Finding Time for Silence
Spend some time in silence every day.
Maxim #9
We live in a culture filled with noise. It saturates every nook and cranny of our modern world. It is difficult to go anywhere today without the sounds of engines from planes, trains and automobiles. Then there are the sounds of our televisions and ipods. Advertisements make their assault on our senses twenty-four hours a day. It seems that we as a culture have issues with silence.
I remember clearly the first time I stepped out of my car at Conception Abbey in Northwest Missouri. There was something strange about it that I couldn’t quite name. Then I realized what it was that had caught my attention, pure silence. I had rarely been in a place where there was this kind of tangible silence, but there in the vast fields and farmland I could almost reach out and touch it.

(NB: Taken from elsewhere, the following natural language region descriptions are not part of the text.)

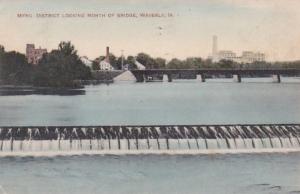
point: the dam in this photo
(155, 138)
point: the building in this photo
(105, 64)
(246, 57)
(226, 55)
(139, 65)
(250, 57)
(33, 55)
(86, 61)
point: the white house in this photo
(139, 65)
(104, 65)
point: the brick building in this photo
(33, 55)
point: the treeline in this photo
(188, 63)
(58, 69)
(62, 66)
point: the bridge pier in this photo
(237, 78)
(167, 78)
(140, 77)
(200, 77)
(276, 78)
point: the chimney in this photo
(107, 54)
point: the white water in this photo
(155, 146)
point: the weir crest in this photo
(160, 137)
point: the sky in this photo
(269, 26)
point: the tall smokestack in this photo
(107, 54)
(215, 45)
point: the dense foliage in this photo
(60, 68)
(14, 68)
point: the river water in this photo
(181, 102)
(189, 102)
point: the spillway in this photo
(149, 138)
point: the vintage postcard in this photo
(149, 96)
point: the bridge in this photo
(203, 74)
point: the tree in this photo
(160, 63)
(61, 67)
(131, 62)
(95, 65)
(14, 68)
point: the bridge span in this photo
(203, 74)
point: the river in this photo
(179, 102)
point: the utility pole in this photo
(122, 59)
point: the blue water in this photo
(214, 174)
(187, 102)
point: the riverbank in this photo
(7, 90)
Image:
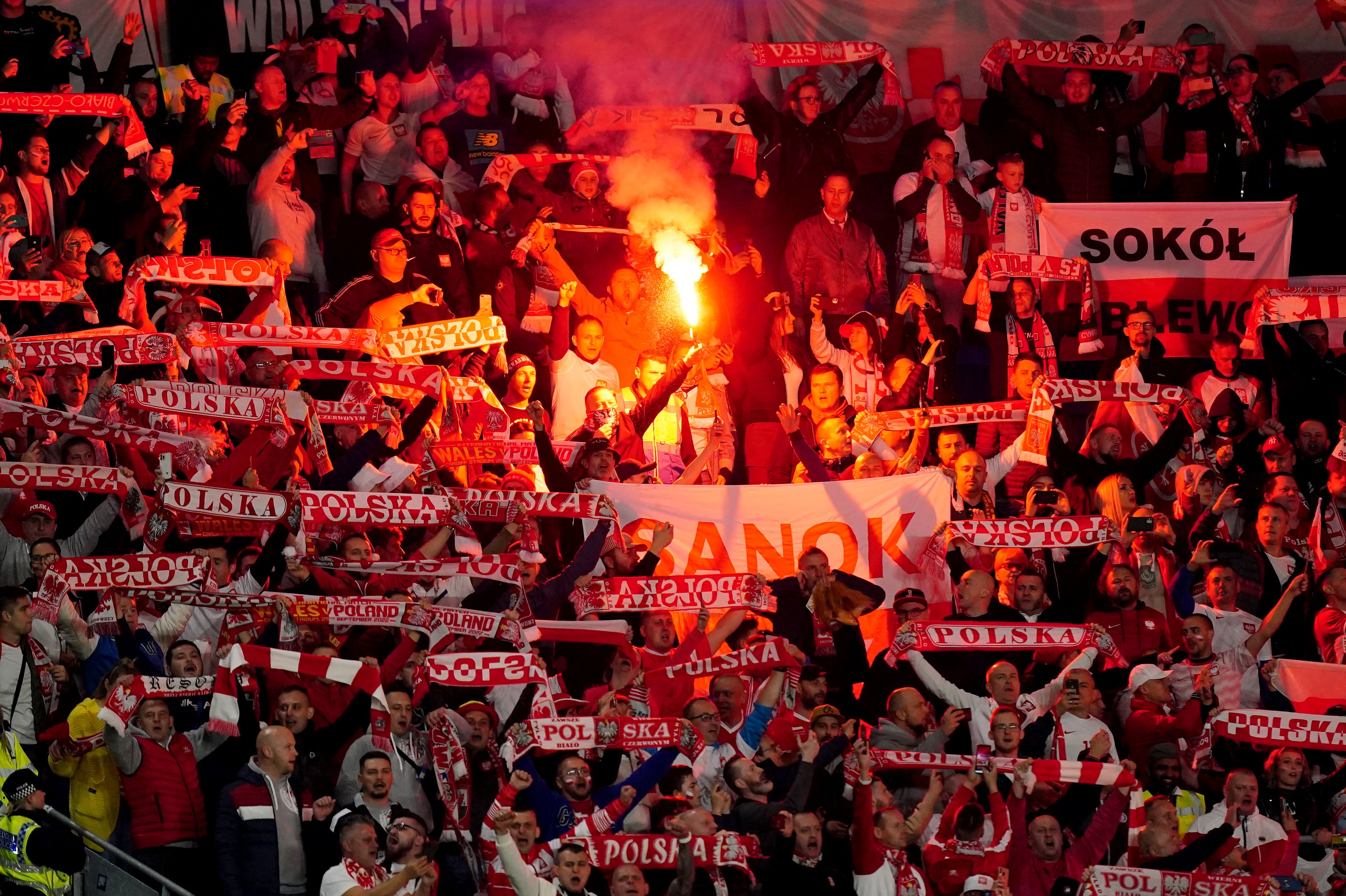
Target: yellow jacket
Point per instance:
(95, 785)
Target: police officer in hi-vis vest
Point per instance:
(37, 856)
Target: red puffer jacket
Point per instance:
(163, 794)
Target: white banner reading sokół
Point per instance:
(1196, 267)
(873, 528)
(485, 670)
(685, 594)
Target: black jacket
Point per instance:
(1087, 138)
(793, 622)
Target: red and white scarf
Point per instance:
(1272, 728)
(869, 424)
(85, 347)
(1291, 304)
(612, 732)
(499, 567)
(107, 105)
(1076, 54)
(1116, 880)
(224, 707)
(828, 53)
(660, 851)
(365, 878)
(1002, 637)
(426, 379)
(725, 118)
(916, 248)
(504, 167)
(758, 659)
(485, 669)
(1006, 265)
(679, 594)
(124, 699)
(1056, 770)
(130, 571)
(449, 761)
(205, 271)
(442, 335)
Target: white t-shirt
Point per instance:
(572, 377)
(1283, 567)
(385, 151)
(1017, 224)
(11, 666)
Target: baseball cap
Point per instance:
(858, 319)
(819, 712)
(1278, 444)
(387, 239)
(41, 508)
(979, 885)
(1143, 673)
(910, 596)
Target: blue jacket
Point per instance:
(554, 812)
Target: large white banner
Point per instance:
(873, 528)
(1195, 265)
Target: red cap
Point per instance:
(1278, 444)
(41, 508)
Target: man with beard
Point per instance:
(1138, 630)
(1279, 567)
(1002, 689)
(1165, 781)
(1229, 665)
(317, 746)
(377, 299)
(484, 765)
(359, 874)
(1311, 453)
(1258, 843)
(799, 862)
(408, 761)
(1150, 722)
(845, 660)
(376, 781)
(435, 258)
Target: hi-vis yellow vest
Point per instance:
(14, 859)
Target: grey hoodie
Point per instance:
(889, 736)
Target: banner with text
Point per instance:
(1196, 267)
(874, 528)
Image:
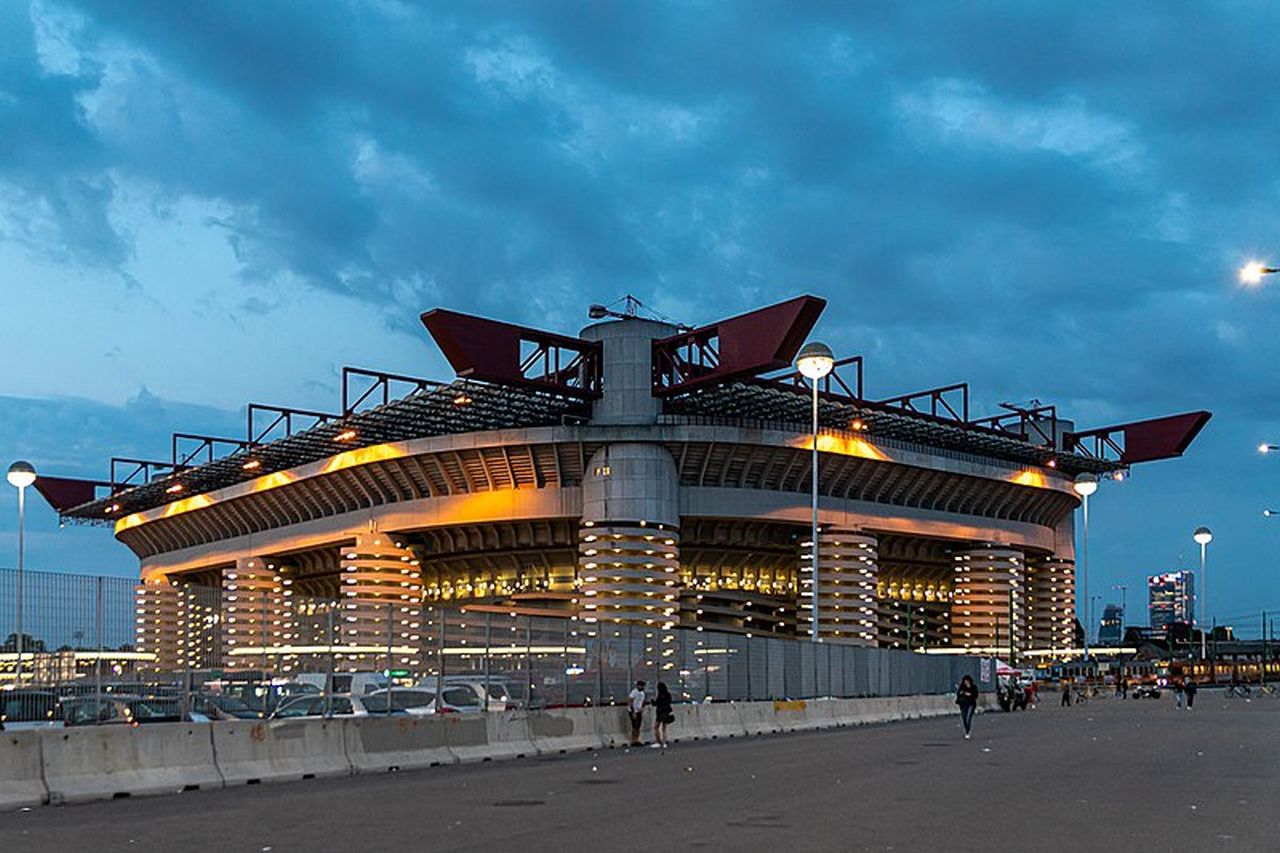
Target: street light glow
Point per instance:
(1086, 484)
(816, 360)
(21, 474)
(1253, 272)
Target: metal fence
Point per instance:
(86, 635)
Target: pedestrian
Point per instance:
(662, 716)
(635, 710)
(967, 697)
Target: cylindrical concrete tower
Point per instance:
(627, 370)
(629, 539)
(988, 601)
(848, 568)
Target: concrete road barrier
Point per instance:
(565, 730)
(485, 737)
(22, 776)
(384, 744)
(270, 751)
(105, 762)
(613, 726)
(707, 723)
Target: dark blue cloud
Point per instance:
(1047, 200)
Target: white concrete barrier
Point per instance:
(485, 737)
(613, 726)
(385, 744)
(279, 749)
(565, 730)
(707, 721)
(104, 762)
(22, 778)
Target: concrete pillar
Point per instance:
(988, 600)
(252, 615)
(1051, 603)
(848, 569)
(627, 396)
(629, 538)
(380, 582)
(156, 628)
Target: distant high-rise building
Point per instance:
(1111, 628)
(1171, 598)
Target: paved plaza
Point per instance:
(1124, 775)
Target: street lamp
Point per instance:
(814, 361)
(21, 475)
(1124, 609)
(1202, 536)
(1253, 272)
(1084, 486)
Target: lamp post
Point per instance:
(1202, 536)
(1253, 272)
(1124, 609)
(1084, 486)
(814, 361)
(21, 475)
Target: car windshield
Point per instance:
(461, 697)
(28, 707)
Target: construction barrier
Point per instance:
(279, 749)
(498, 734)
(565, 730)
(101, 762)
(613, 726)
(112, 761)
(388, 744)
(22, 776)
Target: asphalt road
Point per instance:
(1116, 775)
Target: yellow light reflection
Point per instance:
(841, 446)
(1031, 478)
(361, 456)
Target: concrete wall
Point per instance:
(108, 762)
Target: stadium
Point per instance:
(638, 473)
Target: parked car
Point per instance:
(338, 706)
(499, 697)
(123, 708)
(30, 710)
(350, 683)
(421, 701)
(222, 706)
(261, 697)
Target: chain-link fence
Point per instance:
(104, 649)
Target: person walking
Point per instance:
(635, 710)
(662, 716)
(967, 697)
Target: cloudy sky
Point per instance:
(208, 204)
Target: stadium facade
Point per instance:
(636, 473)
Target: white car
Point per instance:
(455, 698)
(498, 698)
(351, 683)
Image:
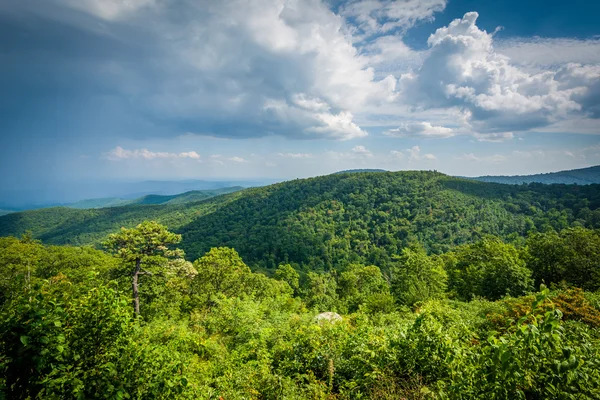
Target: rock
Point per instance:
(328, 316)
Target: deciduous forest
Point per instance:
(367, 285)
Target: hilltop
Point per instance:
(583, 176)
(186, 197)
(324, 222)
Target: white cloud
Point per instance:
(420, 129)
(295, 155)
(361, 151)
(107, 9)
(357, 153)
(306, 69)
(119, 153)
(395, 154)
(494, 159)
(380, 16)
(463, 70)
(414, 154)
(549, 52)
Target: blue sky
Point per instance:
(179, 89)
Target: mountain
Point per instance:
(583, 176)
(328, 221)
(187, 197)
(351, 171)
(45, 194)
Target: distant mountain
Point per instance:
(350, 171)
(105, 193)
(329, 221)
(583, 176)
(154, 199)
(99, 203)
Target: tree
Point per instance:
(417, 277)
(489, 268)
(287, 273)
(145, 245)
(221, 271)
(360, 284)
(572, 255)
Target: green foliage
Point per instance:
(573, 255)
(488, 268)
(536, 360)
(417, 277)
(406, 258)
(330, 222)
(361, 285)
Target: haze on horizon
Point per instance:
(112, 90)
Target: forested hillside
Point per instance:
(331, 221)
(473, 323)
(186, 197)
(583, 176)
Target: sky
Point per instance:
(101, 90)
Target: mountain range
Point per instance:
(320, 223)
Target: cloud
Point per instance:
(119, 153)
(295, 155)
(420, 129)
(302, 69)
(106, 9)
(414, 154)
(357, 153)
(549, 52)
(229, 68)
(463, 70)
(370, 17)
(494, 159)
(361, 151)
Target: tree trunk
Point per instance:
(136, 296)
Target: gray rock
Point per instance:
(328, 316)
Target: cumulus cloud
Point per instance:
(372, 17)
(357, 153)
(119, 153)
(463, 70)
(295, 155)
(229, 68)
(549, 52)
(302, 69)
(414, 154)
(106, 9)
(496, 158)
(420, 129)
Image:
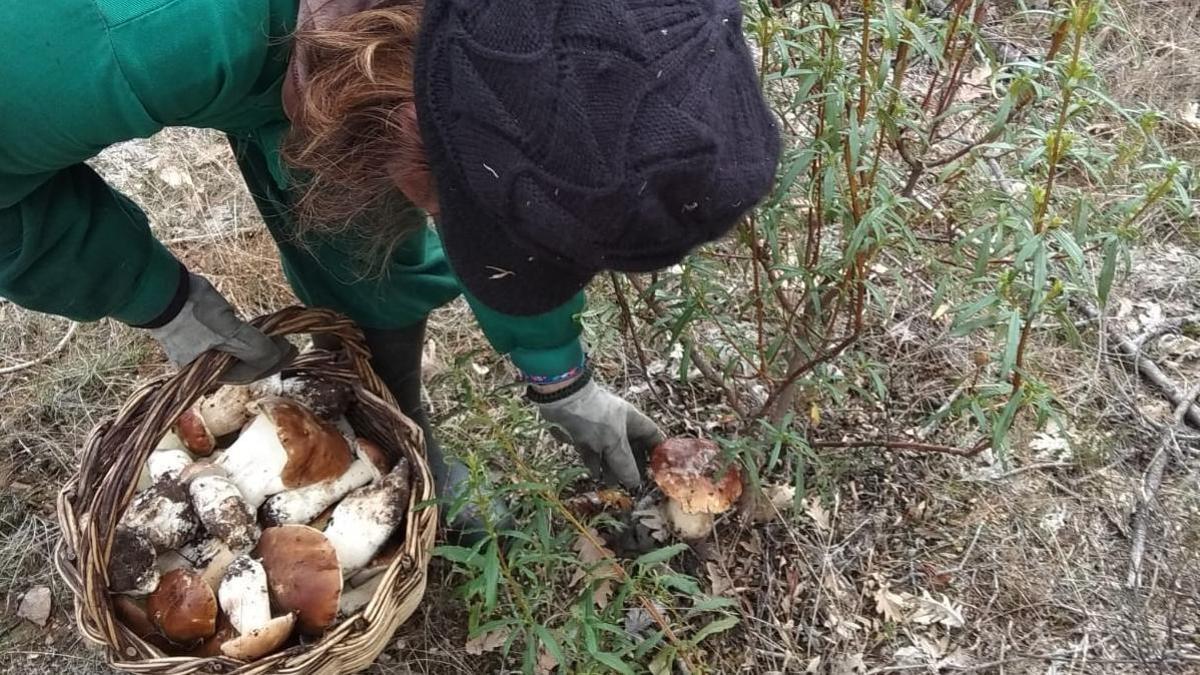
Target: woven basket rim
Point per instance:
(117, 449)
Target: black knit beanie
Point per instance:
(569, 137)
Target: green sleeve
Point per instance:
(543, 345)
(73, 246)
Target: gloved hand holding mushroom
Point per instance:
(259, 518)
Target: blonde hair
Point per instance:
(354, 138)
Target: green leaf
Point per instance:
(663, 662)
(551, 644)
(461, 555)
(1067, 240)
(1108, 270)
(491, 575)
(660, 555)
(1012, 341)
(681, 583)
(612, 661)
(714, 627)
(709, 603)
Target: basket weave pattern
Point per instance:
(91, 503)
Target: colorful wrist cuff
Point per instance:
(544, 380)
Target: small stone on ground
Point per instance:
(35, 605)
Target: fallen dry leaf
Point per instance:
(653, 520)
(546, 663)
(931, 610)
(892, 607)
(487, 641)
(599, 565)
(817, 513)
(773, 502)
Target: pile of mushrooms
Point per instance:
(259, 518)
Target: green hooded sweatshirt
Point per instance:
(79, 76)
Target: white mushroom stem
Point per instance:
(256, 461)
(285, 447)
(244, 596)
(366, 519)
(168, 442)
(689, 526)
(226, 410)
(210, 556)
(163, 464)
(223, 512)
(358, 597)
(304, 505)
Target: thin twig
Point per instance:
(1147, 368)
(213, 236)
(906, 446)
(61, 345)
(1150, 485)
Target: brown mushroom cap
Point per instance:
(226, 410)
(184, 607)
(689, 471)
(211, 646)
(316, 449)
(303, 574)
(135, 617)
(195, 432)
(259, 643)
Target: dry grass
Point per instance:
(1032, 554)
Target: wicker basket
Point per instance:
(113, 458)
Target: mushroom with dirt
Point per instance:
(163, 514)
(367, 518)
(217, 414)
(245, 599)
(184, 608)
(327, 398)
(132, 569)
(283, 448)
(305, 505)
(304, 575)
(222, 509)
(697, 484)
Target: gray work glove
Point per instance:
(612, 436)
(208, 322)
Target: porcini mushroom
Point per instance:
(697, 485)
(169, 442)
(285, 447)
(217, 414)
(246, 602)
(223, 512)
(163, 514)
(327, 398)
(369, 517)
(167, 464)
(184, 608)
(303, 574)
(191, 429)
(227, 410)
(304, 505)
(132, 569)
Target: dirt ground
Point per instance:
(996, 565)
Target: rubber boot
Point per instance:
(396, 359)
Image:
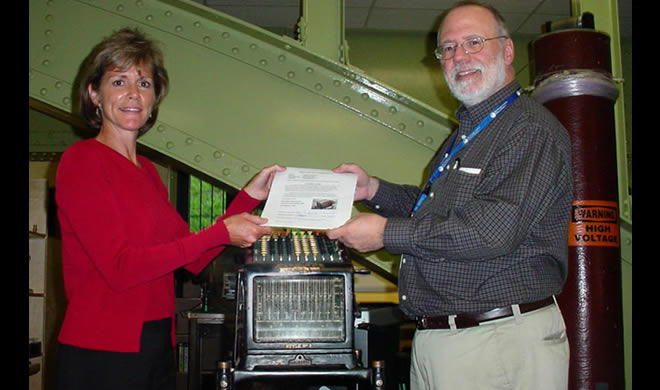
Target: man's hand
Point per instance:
(366, 186)
(363, 233)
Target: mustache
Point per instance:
(463, 68)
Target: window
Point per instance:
(206, 203)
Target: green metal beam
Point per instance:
(241, 97)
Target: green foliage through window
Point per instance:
(207, 202)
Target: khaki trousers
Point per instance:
(525, 352)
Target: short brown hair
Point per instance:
(501, 23)
(123, 49)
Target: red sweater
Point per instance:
(121, 241)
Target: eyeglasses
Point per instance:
(470, 46)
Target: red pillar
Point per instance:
(573, 80)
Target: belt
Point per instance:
(468, 320)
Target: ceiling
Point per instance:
(522, 16)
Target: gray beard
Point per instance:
(495, 75)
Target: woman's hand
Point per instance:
(366, 186)
(244, 229)
(259, 186)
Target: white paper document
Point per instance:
(306, 198)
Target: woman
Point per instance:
(121, 237)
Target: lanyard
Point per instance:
(454, 149)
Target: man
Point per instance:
(484, 245)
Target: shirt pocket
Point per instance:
(458, 187)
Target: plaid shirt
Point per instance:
(493, 231)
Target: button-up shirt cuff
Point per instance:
(397, 237)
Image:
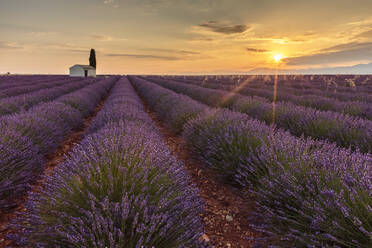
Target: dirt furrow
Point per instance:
(52, 161)
(226, 210)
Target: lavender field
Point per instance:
(105, 161)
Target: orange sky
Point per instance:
(183, 36)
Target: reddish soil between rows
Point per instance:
(52, 161)
(226, 211)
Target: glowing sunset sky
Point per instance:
(183, 36)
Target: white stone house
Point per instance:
(82, 71)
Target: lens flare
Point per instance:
(278, 57)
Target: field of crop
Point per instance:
(186, 161)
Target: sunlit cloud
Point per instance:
(255, 50)
(10, 46)
(142, 56)
(107, 38)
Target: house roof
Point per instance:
(85, 67)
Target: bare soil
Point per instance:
(52, 161)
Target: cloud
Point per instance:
(221, 28)
(143, 56)
(106, 38)
(365, 34)
(255, 50)
(164, 50)
(342, 53)
(112, 3)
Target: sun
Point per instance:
(278, 57)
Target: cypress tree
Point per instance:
(92, 58)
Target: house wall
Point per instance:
(91, 73)
(76, 72)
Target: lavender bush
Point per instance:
(174, 108)
(346, 131)
(308, 193)
(23, 102)
(26, 137)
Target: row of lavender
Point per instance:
(14, 80)
(23, 102)
(353, 94)
(339, 83)
(8, 82)
(120, 187)
(345, 130)
(308, 193)
(25, 138)
(352, 108)
(18, 90)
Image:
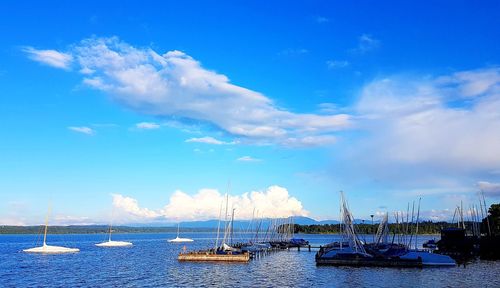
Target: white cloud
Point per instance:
(293, 52)
(489, 189)
(275, 201)
(131, 207)
(334, 64)
(433, 134)
(366, 43)
(209, 140)
(147, 125)
(82, 129)
(176, 85)
(414, 123)
(321, 19)
(50, 57)
(248, 159)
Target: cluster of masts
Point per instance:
(472, 215)
(260, 229)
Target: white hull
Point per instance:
(114, 244)
(180, 240)
(47, 249)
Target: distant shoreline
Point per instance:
(103, 229)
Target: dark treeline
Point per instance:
(424, 227)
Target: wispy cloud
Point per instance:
(147, 125)
(176, 85)
(335, 64)
(82, 129)
(50, 57)
(321, 19)
(209, 140)
(366, 43)
(442, 129)
(489, 189)
(293, 52)
(248, 159)
(275, 201)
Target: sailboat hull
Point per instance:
(47, 249)
(114, 244)
(180, 240)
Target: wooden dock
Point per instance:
(370, 262)
(212, 257)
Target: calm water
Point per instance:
(152, 263)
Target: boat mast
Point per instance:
(231, 235)
(418, 216)
(46, 225)
(218, 225)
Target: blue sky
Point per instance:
(156, 107)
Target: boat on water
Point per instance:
(112, 243)
(223, 253)
(179, 239)
(50, 249)
(351, 251)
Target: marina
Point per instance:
(153, 262)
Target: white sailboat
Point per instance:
(49, 249)
(111, 243)
(178, 239)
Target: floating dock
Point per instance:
(369, 262)
(213, 257)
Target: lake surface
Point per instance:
(152, 262)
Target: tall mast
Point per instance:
(46, 225)
(418, 215)
(231, 231)
(218, 225)
(110, 226)
(486, 211)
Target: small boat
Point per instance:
(178, 239)
(222, 253)
(49, 249)
(353, 252)
(111, 243)
(430, 244)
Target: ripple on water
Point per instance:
(152, 262)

The difficulty that I have most often found in trying to be silent, even for a few minutes a day, is the amount of time and effort it really takes. Upon first deciding to enter into silence, I begin to realize just how much exterior noise there really is that surrounds me. Then, just as I am able to quiet the exterior, I realize there is still much more interior noise that has yet to be silent. It takes no time at all for all the interior voices that have been drowned out to raise the volume inside my head, vying for my attention. It is only with real discipline and time every day in exterior silence, that I can eventually come to an interior one as well. And every once in awhile, when I have come to a deep silence, there is a place created that is a meeting place for God.
But even when I don’t reach that deep place of silence (most days I don’t) there is something to be gained in intentionally spending quiet time alone. All those thoughts and internal voices can tell me so much about my life and where it needs improvement. Most of all, silence is a form of rest that I find very needed as I make my way daily through a sea of noise.